Bali Hotels for Sale – Make an Offer!

As reported by TribuneBali.com, Bali’s tourism economy – particularly the hotel and villa sector – is taking an increasingly severe beating resulting from the continuing global pandemic and government policies restricting public movements and gatherings in Java and Bali.

Bali enters the month of February 2021, with hotel occupancies across the Island mostly in the single-digit range for those hotels still operating. Bali is home to an estimated 146,000 hotel rooms.

IGN Rai Suryawijaya, the chairman of the Badung Chapter of the Indonesian Hotel and Restaurant Association (PHRI),  said on Friday, 05 February 2021: “At this time, Bali’s occupancy rate hotel remains in single digits. So, for instance, a hotel with 100 rooms can have only five occupied rooms. A hotel with 200 rooms may have 9 or 10 rooms occupied – this is very low. This level of occupancy is not enough to cover the operating costs of the hotel,” 

He explained that many hotels and restaurants usually maintain cash reserves sufficient only to cover three months of operations. After those three months have passed, the hotel must use their savings, which, once depleted, requires either the injection of shareholder funds or the sale of assets to generate much-needed cash.

Suryawijaya said that while the government has given some “relaxation” on tax and other areas and even provided cash grants to some businesses, these added benefits only manage to cover expenses for a month or two of operations during a crisis that has no foreseeable end-date in sight.

IGN Rai Suryawijaya, Chairman, PHRI

The Bali-PHRI Chairman said he hoped the government would soon provide promised soft loans with a tenor of 10 years and low-interest rates totaling Rp. 9.7 trillion. Suryawijaya warned that if the situation and business conditions continue in the current state, many businesses will simply collapse and go bankrupt.

Suryawijaya confirmed that there are now tens of hotels for sales due to the COVID-19 pandemic and the difficulties properties have in servicing their bank loans. “Tens of hotel or around 60 hotels are now available for sale. If tourism is to survive, the Central Government must quickly help us,” he beseeched.

Rai said that hotel investments are expensive assets and very difficult to sell in the present circumstance. While he has heard many foreign partners prepared to invest in Bali, he has yet to see any of them materialize.
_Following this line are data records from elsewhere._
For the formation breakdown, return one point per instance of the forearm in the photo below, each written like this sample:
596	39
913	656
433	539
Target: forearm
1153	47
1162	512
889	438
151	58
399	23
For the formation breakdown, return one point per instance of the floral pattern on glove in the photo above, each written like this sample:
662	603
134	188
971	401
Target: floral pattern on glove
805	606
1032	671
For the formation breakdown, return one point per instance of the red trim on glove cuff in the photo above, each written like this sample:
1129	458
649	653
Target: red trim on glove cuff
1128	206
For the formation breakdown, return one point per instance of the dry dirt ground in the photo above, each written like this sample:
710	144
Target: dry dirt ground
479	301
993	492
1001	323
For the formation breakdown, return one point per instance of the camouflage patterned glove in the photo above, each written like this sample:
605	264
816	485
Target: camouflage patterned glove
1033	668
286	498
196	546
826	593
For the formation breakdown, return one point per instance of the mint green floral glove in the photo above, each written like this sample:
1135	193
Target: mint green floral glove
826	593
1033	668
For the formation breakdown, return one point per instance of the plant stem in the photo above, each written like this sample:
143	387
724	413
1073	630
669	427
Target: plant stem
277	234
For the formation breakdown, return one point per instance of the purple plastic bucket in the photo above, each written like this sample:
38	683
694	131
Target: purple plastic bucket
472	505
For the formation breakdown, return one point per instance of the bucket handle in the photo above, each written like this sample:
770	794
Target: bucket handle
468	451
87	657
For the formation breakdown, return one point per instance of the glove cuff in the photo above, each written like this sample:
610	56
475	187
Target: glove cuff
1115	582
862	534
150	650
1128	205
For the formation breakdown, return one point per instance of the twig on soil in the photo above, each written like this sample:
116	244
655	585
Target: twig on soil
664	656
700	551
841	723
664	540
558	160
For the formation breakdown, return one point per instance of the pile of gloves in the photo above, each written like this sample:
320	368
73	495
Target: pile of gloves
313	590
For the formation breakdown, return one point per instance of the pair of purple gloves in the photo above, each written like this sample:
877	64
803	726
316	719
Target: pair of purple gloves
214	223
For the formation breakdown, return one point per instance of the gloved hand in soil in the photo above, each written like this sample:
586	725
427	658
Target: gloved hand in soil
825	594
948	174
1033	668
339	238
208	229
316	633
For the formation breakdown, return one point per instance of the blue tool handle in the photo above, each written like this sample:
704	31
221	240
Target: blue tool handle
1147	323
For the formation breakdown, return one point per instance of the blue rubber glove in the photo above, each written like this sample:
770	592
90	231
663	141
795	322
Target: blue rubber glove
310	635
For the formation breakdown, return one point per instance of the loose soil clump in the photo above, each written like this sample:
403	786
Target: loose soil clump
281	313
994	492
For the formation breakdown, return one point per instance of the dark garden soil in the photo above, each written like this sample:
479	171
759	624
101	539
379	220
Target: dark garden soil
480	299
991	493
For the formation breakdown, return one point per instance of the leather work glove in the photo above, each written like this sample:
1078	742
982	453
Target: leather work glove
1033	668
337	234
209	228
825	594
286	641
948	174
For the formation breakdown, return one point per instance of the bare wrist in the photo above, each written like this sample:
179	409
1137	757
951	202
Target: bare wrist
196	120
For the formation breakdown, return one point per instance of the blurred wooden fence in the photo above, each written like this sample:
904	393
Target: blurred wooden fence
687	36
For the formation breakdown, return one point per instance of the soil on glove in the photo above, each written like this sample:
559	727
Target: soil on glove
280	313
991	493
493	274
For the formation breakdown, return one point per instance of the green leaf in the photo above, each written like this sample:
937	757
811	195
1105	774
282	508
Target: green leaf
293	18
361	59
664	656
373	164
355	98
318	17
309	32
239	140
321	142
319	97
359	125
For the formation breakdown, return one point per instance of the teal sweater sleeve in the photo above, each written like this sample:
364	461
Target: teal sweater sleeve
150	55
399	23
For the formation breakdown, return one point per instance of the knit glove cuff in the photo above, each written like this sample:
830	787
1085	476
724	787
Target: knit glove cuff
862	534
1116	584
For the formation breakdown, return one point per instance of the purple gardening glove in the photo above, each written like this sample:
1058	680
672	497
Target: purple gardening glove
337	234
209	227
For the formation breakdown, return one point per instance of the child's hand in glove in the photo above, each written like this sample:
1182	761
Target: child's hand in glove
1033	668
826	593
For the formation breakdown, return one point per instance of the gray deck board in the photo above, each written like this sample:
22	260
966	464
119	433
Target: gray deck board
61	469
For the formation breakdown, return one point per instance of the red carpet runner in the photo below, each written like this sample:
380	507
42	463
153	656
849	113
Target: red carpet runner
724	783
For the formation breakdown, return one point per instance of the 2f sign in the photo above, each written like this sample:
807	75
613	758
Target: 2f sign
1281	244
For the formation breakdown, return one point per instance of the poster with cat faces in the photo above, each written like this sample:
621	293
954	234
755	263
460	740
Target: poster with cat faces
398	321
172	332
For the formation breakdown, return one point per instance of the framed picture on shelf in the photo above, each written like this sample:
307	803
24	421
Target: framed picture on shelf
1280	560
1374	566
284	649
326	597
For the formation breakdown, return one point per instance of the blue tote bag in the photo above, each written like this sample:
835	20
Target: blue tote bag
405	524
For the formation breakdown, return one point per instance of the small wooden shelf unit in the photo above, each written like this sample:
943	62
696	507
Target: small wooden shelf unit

He lamented that many hotels and restaurants are hanging on while hoping for the promised soft loans from the Central Government to salvage their business and the Island’s tourism industry.

“Several hotel owners have directly said to me that their hotels are for sale, hoping that I know someone among a network of investors who might buy their property. Others have quietly sold their hotels. Several others are now bankrupt. At the same time, there are around 60 hotels that are for sale,” said Suryawijaya.

While the hotels for sale are on offer to both local and foreign buyers, Indonesia’s ongoing lockdown barring foreign visitors has made it difficult for candidate buyers from overseas to visit the properties and enter into negotiations.

The PHRI-Bali Chairman hopes that Bali hotels do not change ownership and that Island’s tourism economy recovers soon.

The hotels offered for sale range from three to five-star hotels to luxury villas.

A Grim Situation

Hotels are increasingly faced with the growing accumulation of operating debts each month. Equally daunting, hotels have income levels that do not cover operating costs, cannot repay bank loans, and live in real fear that money is not available to pay other reoccurring expenses for staff, power, and water.

While potential investors who confident of the long-term viability of Bali tourism are rumored to be waiting in the wings, most are perhaps also waiting for the Island’s tourism fortunes to hit “rock bottom” to obtain the very lowest price for a hotel property.